Those infamous little things; converting first-pitch fastballs into early runs, limiting the damage of an error-stricken inning and stranding your opponent's game-tying score harmlessly at third base.

And then came the sum of those little things for the Northern Lebanon ball club that had executed them all: one big ole win.

The Vikings held off cross-county foe Annville-Cleona, 4-3, in the penultimate game of their league crossover schedule, which marked a three-game win streak. Michigan Daub finished 2-for-2 with a triple, one RBI and a pair of runs scored, his last a first-look insurance run that proved to be the game-winner. Boosted initially by a two-run lead in the bottom of the third, Northern Lebanon senior Isaac Wengert went on to toss his fourth complete game.

"I was just pounding the outside corner," Wengert said. "They were trying to pull everything, and you never pull an efficient outside pitch, so they rolled over it and I let my defense do the work. It was a team win."

The Little Dutchmen (7-5, 5-5 Lancaster-Lebanon) have now dropped five of their last six, suffering more than half of those defeats by a single run.

Locked at one apiece during the third, Northern Lebanon (7-7, 5-5) sprung ahead as Daub poked a full-count offering from Little Dutchmen starter Eli Setlock into right field for an RBI single. Two batters later, Setlock was yanked in favor of Tyler Schrader, who finished the game and was only touched up for one more run when Daub came around in the fifth for a 4-1 lead.

Vikings third baseman Seth Walmer plated Daub on a single to left and went 2-for-3.

"It's frustrating for the kids. Another close one. We were right in the game the whole way," Little Dutchmen coach Scott Shyda said." (Tyler) Schrader came in and really kept them in check and that allowed us to stay in the game. We had some chances and just didn't get the big hit when we needed it."

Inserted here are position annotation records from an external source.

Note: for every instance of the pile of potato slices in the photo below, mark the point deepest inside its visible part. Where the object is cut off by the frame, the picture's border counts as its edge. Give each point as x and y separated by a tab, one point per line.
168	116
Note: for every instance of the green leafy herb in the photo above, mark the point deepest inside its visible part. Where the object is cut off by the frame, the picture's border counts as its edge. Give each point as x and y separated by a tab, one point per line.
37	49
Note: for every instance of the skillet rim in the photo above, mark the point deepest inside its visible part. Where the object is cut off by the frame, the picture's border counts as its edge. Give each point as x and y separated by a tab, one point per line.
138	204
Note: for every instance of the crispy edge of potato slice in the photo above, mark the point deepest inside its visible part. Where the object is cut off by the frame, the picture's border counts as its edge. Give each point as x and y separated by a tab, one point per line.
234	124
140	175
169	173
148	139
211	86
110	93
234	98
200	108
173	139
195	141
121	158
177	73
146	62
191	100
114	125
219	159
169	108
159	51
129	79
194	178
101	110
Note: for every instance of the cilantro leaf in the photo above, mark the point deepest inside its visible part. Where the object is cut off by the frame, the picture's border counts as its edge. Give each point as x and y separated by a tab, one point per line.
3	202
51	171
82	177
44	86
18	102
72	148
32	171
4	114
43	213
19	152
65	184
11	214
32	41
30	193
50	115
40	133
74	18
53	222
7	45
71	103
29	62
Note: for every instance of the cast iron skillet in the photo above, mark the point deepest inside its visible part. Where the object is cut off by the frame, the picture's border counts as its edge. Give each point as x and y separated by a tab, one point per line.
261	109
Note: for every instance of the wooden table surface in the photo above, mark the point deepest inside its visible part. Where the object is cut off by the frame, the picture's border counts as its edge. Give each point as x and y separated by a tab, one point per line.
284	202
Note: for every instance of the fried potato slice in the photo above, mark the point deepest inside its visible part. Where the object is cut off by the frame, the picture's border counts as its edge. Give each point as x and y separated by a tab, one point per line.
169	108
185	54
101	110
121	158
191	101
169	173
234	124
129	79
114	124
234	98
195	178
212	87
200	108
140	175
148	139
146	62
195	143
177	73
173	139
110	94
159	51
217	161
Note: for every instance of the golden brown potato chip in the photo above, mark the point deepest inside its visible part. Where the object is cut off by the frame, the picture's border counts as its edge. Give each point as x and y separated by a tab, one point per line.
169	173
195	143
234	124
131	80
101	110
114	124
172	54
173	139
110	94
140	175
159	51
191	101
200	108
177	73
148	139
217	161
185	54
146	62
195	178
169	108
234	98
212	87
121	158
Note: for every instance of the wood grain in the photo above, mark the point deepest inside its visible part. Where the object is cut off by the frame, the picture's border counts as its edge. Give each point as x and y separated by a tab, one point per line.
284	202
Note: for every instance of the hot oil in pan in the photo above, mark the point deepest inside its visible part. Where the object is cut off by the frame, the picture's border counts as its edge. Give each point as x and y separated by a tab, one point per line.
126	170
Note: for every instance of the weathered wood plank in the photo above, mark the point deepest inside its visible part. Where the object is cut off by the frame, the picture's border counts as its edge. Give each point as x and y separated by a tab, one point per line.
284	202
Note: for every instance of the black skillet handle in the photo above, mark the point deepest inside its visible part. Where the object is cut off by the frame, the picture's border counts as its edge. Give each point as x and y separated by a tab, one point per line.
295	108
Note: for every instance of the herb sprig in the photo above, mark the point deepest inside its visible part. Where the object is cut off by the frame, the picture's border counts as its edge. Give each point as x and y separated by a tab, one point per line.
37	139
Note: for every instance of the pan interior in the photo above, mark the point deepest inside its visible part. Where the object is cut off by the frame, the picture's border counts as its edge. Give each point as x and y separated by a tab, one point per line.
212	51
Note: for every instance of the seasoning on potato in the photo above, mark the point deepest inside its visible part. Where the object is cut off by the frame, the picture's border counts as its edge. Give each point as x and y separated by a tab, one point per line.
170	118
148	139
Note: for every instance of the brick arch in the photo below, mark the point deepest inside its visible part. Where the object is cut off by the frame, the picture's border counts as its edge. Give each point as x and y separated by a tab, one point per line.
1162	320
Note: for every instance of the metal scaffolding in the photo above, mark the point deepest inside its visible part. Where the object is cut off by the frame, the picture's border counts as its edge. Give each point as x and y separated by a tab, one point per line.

No Annville-Cleona chance proved more excruciating than the top of the sixth, which opened with consecutive hits and Jordan Seyfert's sac fly. Now trailing by one, thanks to Seyfert and an earlier unearned run, the Little Dutchmen left their extra-inning ticket on third base via an ensuing grounder and punch-out.

That tough-luck fate, which haunted the Vikings over the first half of this season, now hovered over the opposing dugout. And for that they couldn't be more thankful. Not only due the thrill of victory, but the element of surprise it could afford them moving forward.

"We're hitting a lot better now and picking each other up," Daub said. "Nobody expects us to do much after the way we started out the season, losing all those close games.

"But now when we're coming a second time around against everybody, I think they should be a little scared."